In order for your chimney to work, to vent the toxic gases in fireplace combustibles, it has to draw air up and out. Imagine trying to drink through a straw with lots of little cracks in it. That is what your chimney is doing when its liner is damaged. Heated air leaks through it it as surely as that soda is making a mess, and a lot never makes it up the straw.

When Does a Chimney Liner Need to be Replaced?

Chimney liners have come a long way, but many of those that were installed in older homes may be due for replacement. A liner needs to be replaced when it is no longer providing an unbroken surface for air to move across. In reaction to a chimney fire, the clay tiles used to line older masonry fireplaces can let heated air slip through newly formed cracks.

This means not only dangerous gases left indoors, but the transfer of heat through the chimney walls to your own. Preventing that was the reason for using terra cotta to line the chimney, because clay provides an excellent heat barrier. When the tiles crack after a chimney fire, however, the protections that the chimney is intended to provide crack with them.

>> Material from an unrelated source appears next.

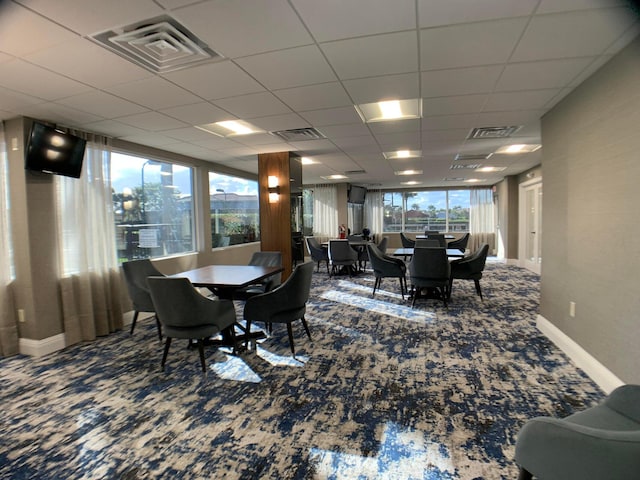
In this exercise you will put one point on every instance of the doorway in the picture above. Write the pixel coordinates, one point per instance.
(530, 225)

Clean the Chimney, One Way or the Other

The need to avoid even small chimney fires makes it especially important for homeowners with clay tile liners to keep the chimney unobstructed and clean. Removal of nests, debris, and creosote can be handled by a certified chimney sweep, but they all need to be taken care of rather than put off. If a preventable chimney fire can be avoided, the chimney liner should prevent the kind of chimney fire that is not within your control.

If it is too late and your chimney liner has already cracked, you need to have your chimney professionally inspected before anything else. Then you can choose among different options, although repair is not likely to be among them. Given the difficulty of repairing cracked flue tiles inside a chimney, replacing the liner altogether usually makes more sense. Either way, the chimney has to be cleaned by a certified sweep, so hopefully, it is not too late to save your liner.